The National Bakery School at London South Bank University has created a 4-foot cake for the Chelsea Pensioners' annual Christmas Cake Ceremony - complete with edible Christmas trees and snowmen.
"It's outstanding – I have never seen anything like it," said 90-year-old Dorothy, who served in the Royal Artillery during World War II.
The annual Christmas Cake Ceremony, which started in 1950, is a symbol of enduring friendship between the UK and Australia.
For the ceremony, the Australian Returned & Services League (RSL) – the equivalent of the Royal British Legion – each year donates a colossal Christmas cake to the Chelsea Pensioners, with each State of Australia taking it in turns.
For the 2013 ceremony, the National Bakery School was commissioned by the state of Victoria, on behalf of the Returned and Services League, to create a traditional fruit cake.
10 National Bakery School students from various courses worked together to mix ingredients, create marzipan choirboys and snowmen, as well as chocolate Christmas trees.
The cake also features Australian badges, flags, symbols and birds related to the state of Victoria, which were made using computer technology.
Due to the size and weight of the 4-foot fruit cake, it took four men to carry the finished product out of the bakery school at London South Bank University's Elephant & Castle campus and prepare it for transport to the Royal Hospital Chelsea.
The cake-cutting ceremony took place in the Great Hall in the Royal Hospital Chelsea, complete with trumpeters of the Guards Brigade – and all Chelsea Royal Pensioners in full uniform.
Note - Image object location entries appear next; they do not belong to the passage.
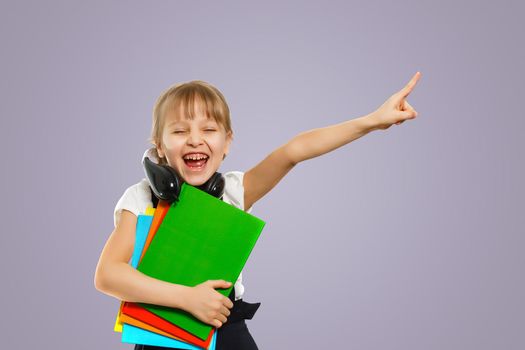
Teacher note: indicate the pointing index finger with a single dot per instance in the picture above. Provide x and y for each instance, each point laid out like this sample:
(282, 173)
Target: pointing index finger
(410, 86)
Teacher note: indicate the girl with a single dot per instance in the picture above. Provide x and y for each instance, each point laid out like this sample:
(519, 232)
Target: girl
(192, 133)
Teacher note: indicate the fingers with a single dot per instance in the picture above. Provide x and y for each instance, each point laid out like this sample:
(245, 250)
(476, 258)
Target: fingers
(408, 113)
(220, 317)
(404, 92)
(219, 284)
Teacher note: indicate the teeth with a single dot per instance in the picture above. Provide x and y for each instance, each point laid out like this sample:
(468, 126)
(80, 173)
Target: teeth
(195, 156)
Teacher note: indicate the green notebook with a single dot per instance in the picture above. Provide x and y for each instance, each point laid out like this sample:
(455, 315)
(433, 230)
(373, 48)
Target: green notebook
(201, 238)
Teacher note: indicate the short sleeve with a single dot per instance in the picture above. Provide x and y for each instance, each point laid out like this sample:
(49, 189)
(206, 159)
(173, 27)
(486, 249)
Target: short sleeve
(136, 199)
(234, 189)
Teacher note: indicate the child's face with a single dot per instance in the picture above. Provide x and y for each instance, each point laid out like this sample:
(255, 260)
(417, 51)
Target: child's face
(201, 137)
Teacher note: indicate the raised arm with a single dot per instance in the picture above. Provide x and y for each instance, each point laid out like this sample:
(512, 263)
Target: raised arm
(264, 176)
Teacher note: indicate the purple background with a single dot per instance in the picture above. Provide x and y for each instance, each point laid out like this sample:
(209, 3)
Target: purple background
(409, 238)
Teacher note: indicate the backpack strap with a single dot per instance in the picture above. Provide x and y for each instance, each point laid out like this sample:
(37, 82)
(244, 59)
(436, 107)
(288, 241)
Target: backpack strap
(154, 198)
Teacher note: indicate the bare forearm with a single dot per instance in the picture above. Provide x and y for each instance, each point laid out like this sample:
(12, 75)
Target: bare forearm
(126, 283)
(316, 142)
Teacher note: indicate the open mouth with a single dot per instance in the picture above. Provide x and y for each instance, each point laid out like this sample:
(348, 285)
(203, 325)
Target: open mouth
(195, 162)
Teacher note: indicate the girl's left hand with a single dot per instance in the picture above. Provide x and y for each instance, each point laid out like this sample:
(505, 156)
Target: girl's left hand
(396, 109)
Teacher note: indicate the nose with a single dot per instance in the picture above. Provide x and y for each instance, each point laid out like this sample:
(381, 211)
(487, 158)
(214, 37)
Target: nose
(194, 138)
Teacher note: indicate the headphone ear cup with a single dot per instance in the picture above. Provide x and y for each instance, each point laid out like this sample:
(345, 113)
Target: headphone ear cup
(214, 186)
(163, 180)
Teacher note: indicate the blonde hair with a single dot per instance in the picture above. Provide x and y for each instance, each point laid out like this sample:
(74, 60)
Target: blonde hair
(182, 97)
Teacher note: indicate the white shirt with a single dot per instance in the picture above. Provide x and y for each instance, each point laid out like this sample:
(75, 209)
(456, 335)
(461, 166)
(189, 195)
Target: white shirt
(137, 198)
The Mayor of Chelsea, Councillor Charles Williams, was in attendance, along with the Governor of the Royal Hospital.
As a fitting homage to the relationship between the UK and Australia, the ceremonial first cut was made by Chelsea Pensioner Jack Rogerson, who had served both for the British and Australian forces – using a traditional sword.
The National Bakery School at LSBU has been renowned for its unique ceremonial baked goods ever since it opened in 1894.
Notable creations have included Prince Charles' christening cake – and in 2004 bakery students worked with designer Jean Paul Gaultier to recreate some of his designs in bread.